Andrea Vaccaro, a professor in the communication and languages department, echoed DeFillips’ sentiments. She said it is unfair that she is earning less this year because her salary has remained the same while her contribution to the cost of benefits has increased by 1.5 percent.

“It’s unprofessional not to have a contract,” she said.

According to DeFillips, the college is not offering any increase in salaries this year.

The college has declined to comment on the negotiations.

Assemblyman Jason O’Donnell (D-Bayonne) said that the negotiations between the union and the college are at “ground zero for the labor movement in New Jersey.”

“What kind of New Jersey do we want to live in?” asked O’Donnell, a member of the Assembly’s Labor Committee and a firefighter for 17 years.

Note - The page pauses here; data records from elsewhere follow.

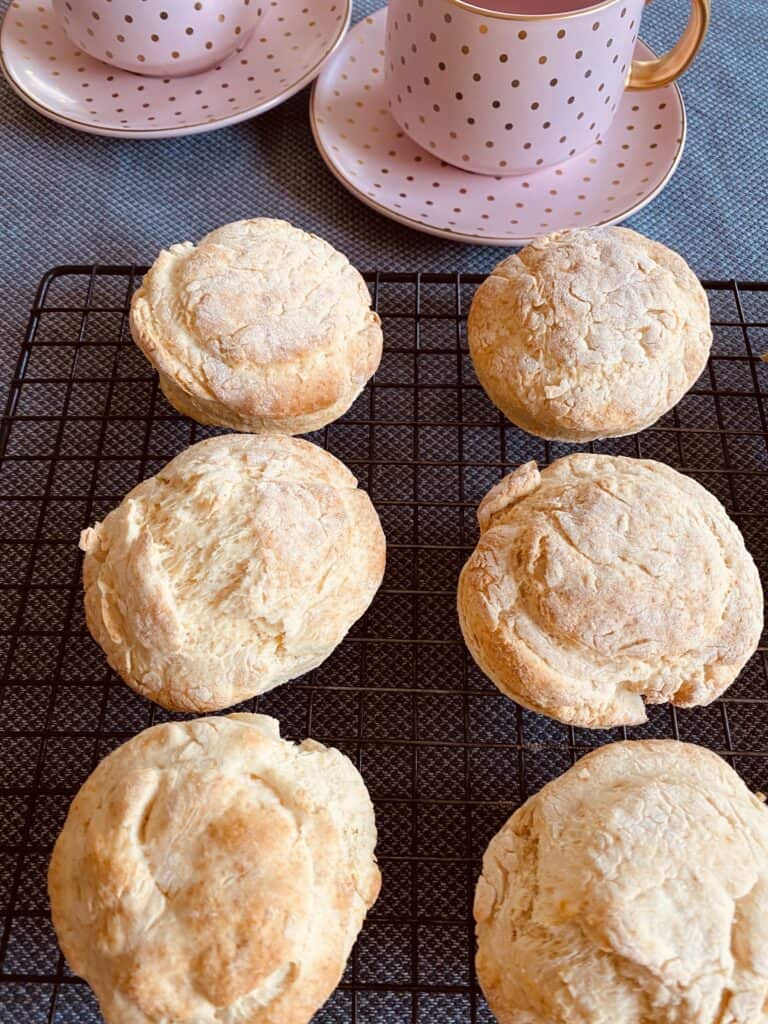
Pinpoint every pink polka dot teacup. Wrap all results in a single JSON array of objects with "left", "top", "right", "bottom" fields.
[
  {"left": 53, "top": 0, "right": 262, "bottom": 77},
  {"left": 386, "top": 0, "right": 710, "bottom": 174}
]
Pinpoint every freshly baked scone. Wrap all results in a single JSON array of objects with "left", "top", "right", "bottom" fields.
[
  {"left": 468, "top": 227, "right": 712, "bottom": 441},
  {"left": 80, "top": 434, "right": 385, "bottom": 712},
  {"left": 459, "top": 455, "right": 763, "bottom": 728},
  {"left": 48, "top": 715, "right": 380, "bottom": 1024},
  {"left": 130, "top": 217, "right": 382, "bottom": 434},
  {"left": 475, "top": 739, "right": 768, "bottom": 1024}
]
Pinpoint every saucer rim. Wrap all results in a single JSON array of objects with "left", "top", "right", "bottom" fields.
[
  {"left": 0, "top": 0, "right": 352, "bottom": 139},
  {"left": 309, "top": 11, "right": 688, "bottom": 248}
]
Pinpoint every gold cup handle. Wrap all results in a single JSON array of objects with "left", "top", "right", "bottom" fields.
[{"left": 627, "top": 0, "right": 711, "bottom": 89}]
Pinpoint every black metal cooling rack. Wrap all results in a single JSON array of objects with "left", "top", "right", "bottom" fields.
[{"left": 0, "top": 266, "right": 768, "bottom": 1024}]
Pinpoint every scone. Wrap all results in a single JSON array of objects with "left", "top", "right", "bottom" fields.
[
  {"left": 468, "top": 227, "right": 712, "bottom": 441},
  {"left": 459, "top": 455, "right": 763, "bottom": 728},
  {"left": 475, "top": 739, "right": 768, "bottom": 1024},
  {"left": 80, "top": 434, "right": 385, "bottom": 712},
  {"left": 130, "top": 217, "right": 382, "bottom": 434},
  {"left": 48, "top": 715, "right": 380, "bottom": 1024}
]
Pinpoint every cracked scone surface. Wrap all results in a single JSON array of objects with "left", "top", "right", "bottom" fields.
[
  {"left": 474, "top": 739, "right": 768, "bottom": 1024},
  {"left": 467, "top": 227, "right": 712, "bottom": 441},
  {"left": 130, "top": 217, "right": 382, "bottom": 434},
  {"left": 48, "top": 714, "right": 380, "bottom": 1024},
  {"left": 80, "top": 434, "right": 385, "bottom": 712},
  {"left": 458, "top": 454, "right": 763, "bottom": 728}
]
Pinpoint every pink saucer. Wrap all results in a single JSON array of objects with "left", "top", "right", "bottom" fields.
[
  {"left": 310, "top": 10, "right": 685, "bottom": 246},
  {"left": 0, "top": 0, "right": 351, "bottom": 138}
]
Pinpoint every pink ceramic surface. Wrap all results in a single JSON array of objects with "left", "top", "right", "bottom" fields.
[
  {"left": 53, "top": 0, "right": 262, "bottom": 75},
  {"left": 311, "top": 11, "right": 685, "bottom": 245},
  {"left": 0, "top": 0, "right": 351, "bottom": 138},
  {"left": 385, "top": 0, "right": 644, "bottom": 174}
]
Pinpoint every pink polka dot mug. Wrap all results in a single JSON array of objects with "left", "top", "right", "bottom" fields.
[
  {"left": 386, "top": 0, "right": 710, "bottom": 175},
  {"left": 53, "top": 0, "right": 263, "bottom": 77}
]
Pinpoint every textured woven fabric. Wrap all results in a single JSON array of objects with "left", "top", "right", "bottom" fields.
[
  {"left": 0, "top": 0, "right": 768, "bottom": 376},
  {"left": 0, "top": 0, "right": 768, "bottom": 1024}
]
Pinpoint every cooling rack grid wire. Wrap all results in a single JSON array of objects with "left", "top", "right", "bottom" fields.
[{"left": 0, "top": 266, "right": 768, "bottom": 1024}]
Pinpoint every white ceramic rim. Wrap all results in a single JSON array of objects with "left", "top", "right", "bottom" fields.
[
  {"left": 0, "top": 0, "right": 352, "bottom": 138},
  {"left": 309, "top": 38, "right": 688, "bottom": 248}
]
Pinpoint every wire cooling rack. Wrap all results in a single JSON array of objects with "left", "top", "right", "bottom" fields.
[{"left": 0, "top": 266, "right": 768, "bottom": 1024}]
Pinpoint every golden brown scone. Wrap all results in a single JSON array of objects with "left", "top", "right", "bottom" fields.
[
  {"left": 475, "top": 739, "right": 768, "bottom": 1024},
  {"left": 459, "top": 455, "right": 763, "bottom": 729},
  {"left": 130, "top": 217, "right": 382, "bottom": 434},
  {"left": 80, "top": 434, "right": 385, "bottom": 712},
  {"left": 468, "top": 227, "right": 712, "bottom": 441},
  {"left": 48, "top": 715, "right": 380, "bottom": 1024}
]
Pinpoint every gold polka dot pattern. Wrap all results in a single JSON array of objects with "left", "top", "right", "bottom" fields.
[
  {"left": 384, "top": 0, "right": 643, "bottom": 175},
  {"left": 2, "top": 0, "right": 351, "bottom": 136},
  {"left": 311, "top": 11, "right": 685, "bottom": 246}
]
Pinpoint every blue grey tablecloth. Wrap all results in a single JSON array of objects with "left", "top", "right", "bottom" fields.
[{"left": 0, "top": 0, "right": 768, "bottom": 387}]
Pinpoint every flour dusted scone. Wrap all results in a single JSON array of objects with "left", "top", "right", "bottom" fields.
[
  {"left": 80, "top": 434, "right": 385, "bottom": 712},
  {"left": 459, "top": 455, "right": 763, "bottom": 728},
  {"left": 475, "top": 739, "right": 768, "bottom": 1024},
  {"left": 48, "top": 715, "right": 380, "bottom": 1024},
  {"left": 468, "top": 227, "right": 712, "bottom": 441},
  {"left": 130, "top": 217, "right": 382, "bottom": 434}
]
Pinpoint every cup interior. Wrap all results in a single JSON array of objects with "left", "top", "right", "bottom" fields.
[{"left": 456, "top": 0, "right": 614, "bottom": 17}]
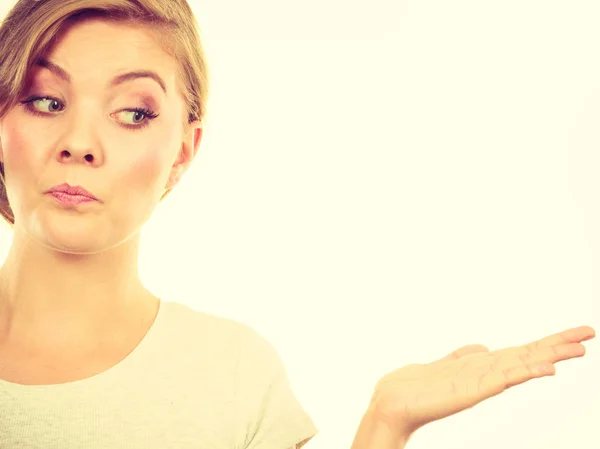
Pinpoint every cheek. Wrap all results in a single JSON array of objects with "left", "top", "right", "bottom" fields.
[
  {"left": 2, "top": 122, "right": 35, "bottom": 183},
  {"left": 127, "top": 148, "right": 169, "bottom": 194}
]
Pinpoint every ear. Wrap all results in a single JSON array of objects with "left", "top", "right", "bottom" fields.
[{"left": 165, "top": 121, "right": 204, "bottom": 190}]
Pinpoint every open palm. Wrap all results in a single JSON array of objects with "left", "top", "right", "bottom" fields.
[{"left": 371, "top": 326, "right": 595, "bottom": 437}]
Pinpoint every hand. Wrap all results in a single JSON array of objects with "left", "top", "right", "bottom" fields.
[{"left": 369, "top": 326, "right": 595, "bottom": 440}]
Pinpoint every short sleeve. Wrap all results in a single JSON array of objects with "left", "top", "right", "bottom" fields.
[{"left": 234, "top": 325, "right": 318, "bottom": 449}]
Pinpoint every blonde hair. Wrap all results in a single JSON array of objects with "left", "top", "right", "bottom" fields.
[{"left": 0, "top": 0, "right": 209, "bottom": 227}]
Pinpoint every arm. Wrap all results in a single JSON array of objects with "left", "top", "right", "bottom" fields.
[{"left": 350, "top": 409, "right": 410, "bottom": 449}]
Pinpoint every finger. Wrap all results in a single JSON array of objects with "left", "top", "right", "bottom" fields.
[
  {"left": 439, "top": 345, "right": 490, "bottom": 362},
  {"left": 479, "top": 363, "right": 556, "bottom": 397},
  {"left": 507, "top": 343, "right": 585, "bottom": 367},
  {"left": 524, "top": 326, "right": 596, "bottom": 351}
]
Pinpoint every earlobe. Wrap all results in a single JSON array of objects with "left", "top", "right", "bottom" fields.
[{"left": 165, "top": 121, "right": 203, "bottom": 189}]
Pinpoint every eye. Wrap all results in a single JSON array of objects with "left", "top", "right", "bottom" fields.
[
  {"left": 21, "top": 97, "right": 64, "bottom": 112},
  {"left": 111, "top": 108, "right": 158, "bottom": 128},
  {"left": 21, "top": 97, "right": 158, "bottom": 129}
]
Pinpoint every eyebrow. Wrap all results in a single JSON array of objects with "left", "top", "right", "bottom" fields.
[{"left": 35, "top": 58, "right": 167, "bottom": 94}]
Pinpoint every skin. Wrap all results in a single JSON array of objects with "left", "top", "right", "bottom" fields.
[
  {"left": 0, "top": 19, "right": 202, "bottom": 355},
  {"left": 352, "top": 326, "right": 596, "bottom": 449},
  {"left": 0, "top": 14, "right": 595, "bottom": 449}
]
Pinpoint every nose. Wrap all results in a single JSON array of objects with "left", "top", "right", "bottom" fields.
[{"left": 58, "top": 107, "right": 100, "bottom": 165}]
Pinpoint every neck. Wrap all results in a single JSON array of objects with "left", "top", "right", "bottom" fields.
[{"left": 0, "top": 229, "right": 156, "bottom": 346}]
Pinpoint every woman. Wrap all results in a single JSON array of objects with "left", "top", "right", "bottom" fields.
[{"left": 0, "top": 0, "right": 594, "bottom": 449}]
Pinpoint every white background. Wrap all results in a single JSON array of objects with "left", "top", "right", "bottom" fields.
[{"left": 0, "top": 0, "right": 600, "bottom": 449}]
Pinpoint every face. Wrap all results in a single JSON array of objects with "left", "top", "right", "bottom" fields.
[{"left": 0, "top": 19, "right": 202, "bottom": 254}]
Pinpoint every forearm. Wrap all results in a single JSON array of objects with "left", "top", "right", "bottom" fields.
[{"left": 350, "top": 410, "right": 408, "bottom": 449}]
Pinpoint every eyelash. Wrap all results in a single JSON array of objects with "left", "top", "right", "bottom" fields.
[{"left": 21, "top": 97, "right": 158, "bottom": 131}]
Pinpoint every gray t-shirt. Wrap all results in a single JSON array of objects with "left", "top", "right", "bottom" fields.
[{"left": 0, "top": 300, "right": 318, "bottom": 449}]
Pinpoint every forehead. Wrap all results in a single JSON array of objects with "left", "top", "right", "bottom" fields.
[{"left": 34, "top": 18, "right": 178, "bottom": 91}]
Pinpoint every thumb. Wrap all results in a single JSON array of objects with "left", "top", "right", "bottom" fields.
[{"left": 439, "top": 345, "right": 490, "bottom": 362}]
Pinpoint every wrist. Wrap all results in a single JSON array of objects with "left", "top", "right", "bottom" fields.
[{"left": 350, "top": 408, "right": 410, "bottom": 449}]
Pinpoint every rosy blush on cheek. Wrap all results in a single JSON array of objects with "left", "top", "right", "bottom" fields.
[{"left": 126, "top": 148, "right": 169, "bottom": 197}]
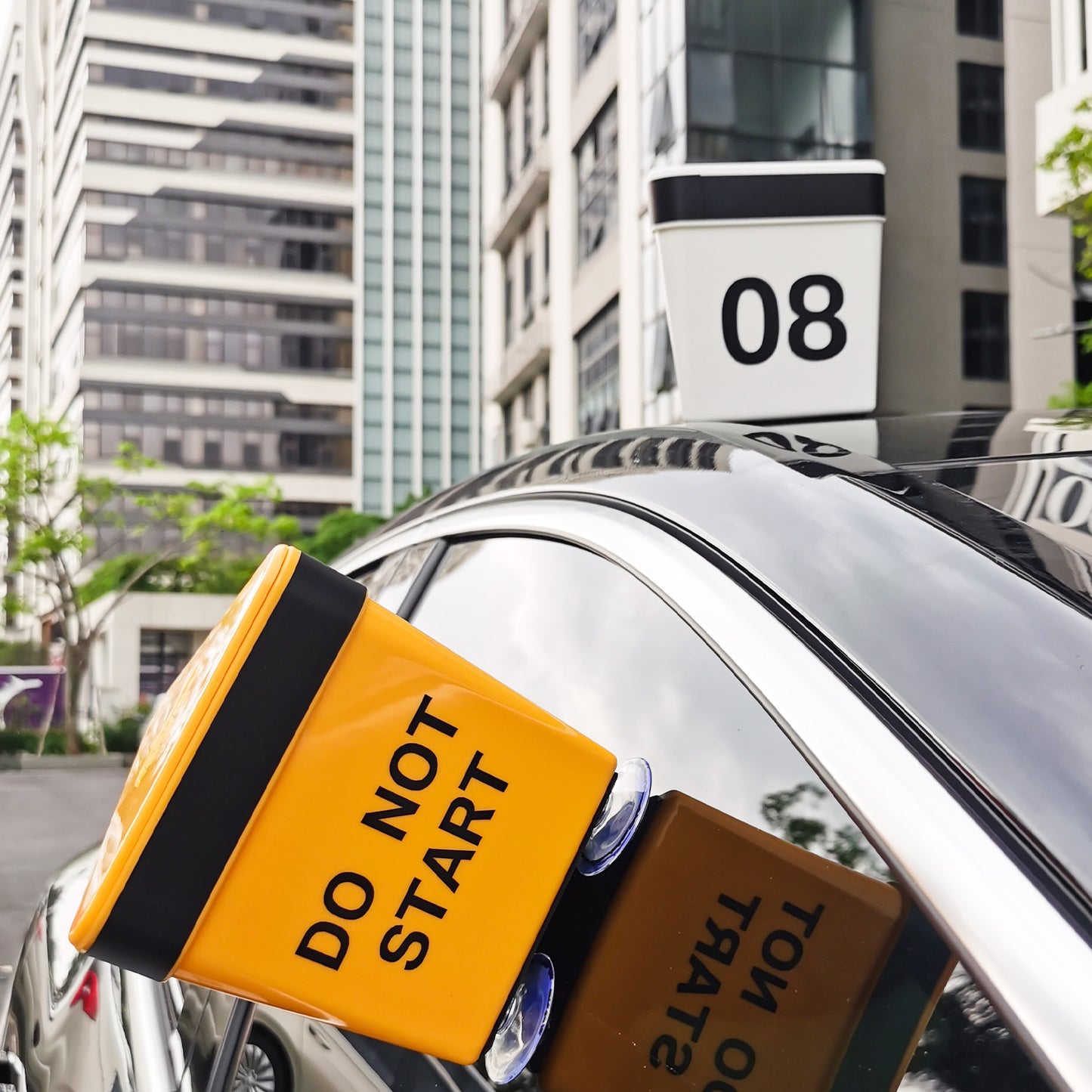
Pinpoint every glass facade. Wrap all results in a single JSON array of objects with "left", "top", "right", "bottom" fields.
[
  {"left": 685, "top": 0, "right": 871, "bottom": 162},
  {"left": 577, "top": 0, "right": 617, "bottom": 76},
  {"left": 577, "top": 299, "right": 619, "bottom": 436},
  {"left": 358, "top": 0, "right": 477, "bottom": 511},
  {"left": 83, "top": 288, "right": 353, "bottom": 375},
  {"left": 91, "top": 0, "right": 353, "bottom": 42},
  {"left": 83, "top": 383, "right": 353, "bottom": 474},
  {"left": 84, "top": 193, "right": 353, "bottom": 277}
]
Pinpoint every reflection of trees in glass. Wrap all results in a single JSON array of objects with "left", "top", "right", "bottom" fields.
[
  {"left": 761, "top": 782, "right": 1048, "bottom": 1092},
  {"left": 761, "top": 782, "right": 891, "bottom": 880},
  {"left": 906, "top": 967, "right": 1050, "bottom": 1092}
]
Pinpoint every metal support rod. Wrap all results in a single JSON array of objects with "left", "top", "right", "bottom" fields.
[{"left": 206, "top": 999, "right": 255, "bottom": 1092}]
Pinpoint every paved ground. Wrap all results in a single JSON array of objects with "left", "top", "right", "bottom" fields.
[{"left": 0, "top": 766, "right": 129, "bottom": 973}]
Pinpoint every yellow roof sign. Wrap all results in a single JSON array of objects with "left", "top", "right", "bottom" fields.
[{"left": 71, "top": 547, "right": 615, "bottom": 1063}]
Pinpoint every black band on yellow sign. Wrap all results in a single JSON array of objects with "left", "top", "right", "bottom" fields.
[{"left": 91, "top": 555, "right": 366, "bottom": 979}]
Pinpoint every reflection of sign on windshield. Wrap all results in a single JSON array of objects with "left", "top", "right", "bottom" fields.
[
  {"left": 542, "top": 793, "right": 943, "bottom": 1092},
  {"left": 1004, "top": 457, "right": 1092, "bottom": 535}
]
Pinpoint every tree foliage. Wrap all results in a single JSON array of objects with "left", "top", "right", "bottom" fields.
[
  {"left": 0, "top": 413, "right": 299, "bottom": 749},
  {"left": 1040, "top": 98, "right": 1092, "bottom": 277}
]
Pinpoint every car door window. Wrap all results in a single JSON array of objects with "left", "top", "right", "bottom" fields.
[
  {"left": 228, "top": 537, "right": 1045, "bottom": 1092},
  {"left": 356, "top": 543, "right": 435, "bottom": 611}
]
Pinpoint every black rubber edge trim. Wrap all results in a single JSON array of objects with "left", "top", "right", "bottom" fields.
[
  {"left": 449, "top": 489, "right": 1092, "bottom": 943},
  {"left": 650, "top": 174, "right": 884, "bottom": 224},
  {"left": 91, "top": 554, "right": 367, "bottom": 981}
]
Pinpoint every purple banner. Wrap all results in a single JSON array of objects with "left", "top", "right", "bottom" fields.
[{"left": 0, "top": 667, "right": 64, "bottom": 732}]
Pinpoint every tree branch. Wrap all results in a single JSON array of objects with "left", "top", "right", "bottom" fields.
[{"left": 79, "top": 546, "right": 181, "bottom": 641}]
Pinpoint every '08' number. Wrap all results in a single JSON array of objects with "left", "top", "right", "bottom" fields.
[{"left": 721, "top": 273, "right": 846, "bottom": 363}]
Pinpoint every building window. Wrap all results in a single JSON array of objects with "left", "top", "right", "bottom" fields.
[
  {"left": 505, "top": 255, "right": 515, "bottom": 345},
  {"left": 690, "top": 0, "right": 873, "bottom": 162},
  {"left": 140, "top": 629, "right": 193, "bottom": 702},
  {"left": 505, "top": 99, "right": 515, "bottom": 198},
  {"left": 577, "top": 297, "right": 618, "bottom": 436},
  {"left": 959, "top": 62, "right": 1004, "bottom": 152},
  {"left": 576, "top": 96, "right": 618, "bottom": 261},
  {"left": 523, "top": 248, "right": 535, "bottom": 326},
  {"left": 577, "top": 0, "right": 616, "bottom": 76},
  {"left": 959, "top": 177, "right": 1008, "bottom": 265},
  {"left": 648, "top": 72, "right": 675, "bottom": 155},
  {"left": 652, "top": 314, "right": 678, "bottom": 394},
  {"left": 963, "top": 292, "right": 1009, "bottom": 380},
  {"left": 523, "top": 64, "right": 535, "bottom": 167},
  {"left": 955, "top": 0, "right": 1001, "bottom": 42}
]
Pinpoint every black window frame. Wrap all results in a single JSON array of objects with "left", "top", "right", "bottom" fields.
[
  {"left": 959, "top": 175, "right": 1009, "bottom": 267},
  {"left": 576, "top": 0, "right": 618, "bottom": 79},
  {"left": 572, "top": 93, "right": 618, "bottom": 264},
  {"left": 955, "top": 0, "right": 1004, "bottom": 42},
  {"left": 574, "top": 296, "right": 621, "bottom": 436},
  {"left": 961, "top": 290, "right": 1009, "bottom": 382},
  {"left": 957, "top": 61, "right": 1004, "bottom": 153}
]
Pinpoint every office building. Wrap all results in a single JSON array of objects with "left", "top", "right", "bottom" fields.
[
  {"left": 0, "top": 0, "right": 356, "bottom": 714},
  {"left": 483, "top": 0, "right": 1072, "bottom": 459},
  {"left": 354, "top": 0, "right": 481, "bottom": 512},
  {"left": 0, "top": 25, "right": 26, "bottom": 422},
  {"left": 4, "top": 0, "right": 354, "bottom": 522}
]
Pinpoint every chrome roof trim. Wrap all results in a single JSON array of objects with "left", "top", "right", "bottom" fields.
[{"left": 338, "top": 496, "right": 1092, "bottom": 1092}]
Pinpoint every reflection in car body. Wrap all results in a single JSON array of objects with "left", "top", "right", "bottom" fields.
[{"left": 0, "top": 413, "right": 1092, "bottom": 1092}]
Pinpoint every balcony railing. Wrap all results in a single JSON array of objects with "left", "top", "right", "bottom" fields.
[
  {"left": 489, "top": 137, "right": 549, "bottom": 251},
  {"left": 489, "top": 0, "right": 549, "bottom": 103},
  {"left": 486, "top": 305, "right": 549, "bottom": 402}
]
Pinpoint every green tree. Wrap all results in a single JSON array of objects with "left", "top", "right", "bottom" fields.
[
  {"left": 1038, "top": 98, "right": 1092, "bottom": 410},
  {"left": 0, "top": 413, "right": 299, "bottom": 751}
]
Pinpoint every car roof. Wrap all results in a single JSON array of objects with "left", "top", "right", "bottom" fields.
[{"left": 373, "top": 412, "right": 1092, "bottom": 932}]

He added that he found it “galling” that he had been forced to defend the rights of teachers.

O’Donnell decried Gov. Chris Christie’s criticism of the teachers and urged opposition to the governor’s proposals.

“We need to keep fighting,” he said.

Democrats in the state legislature who voted this year for Christie’s package of pension and benefit reforms are not “true Democrats,” O’Donnell said.

The assemblyman also noted that the legislature should pass a proposed income tax on millionaires. He said Christie’s opposition to the tax hike “says to the middleclass, sorry folks, I’m for the rich.”

Marie Corfield, an art teacher in the Flemington-Raritan school district in Hunterdon County who ran unsuccessfully for an Assembly seat in the 16th district, said that teachers have become the easy scapegoats in these difficult economic times.

Corfield, who shot to fame when she challenged Christie at a town hall meeting in Raritan Township, said elementary school teachers are spending too much time teaching students how to take the state’s standardized tests.

“This is what is happening to one of the best educational systems in the country,” she said.

And like O’Donnell, Corfield urged the RVCC teachers to “keep up the good fight.”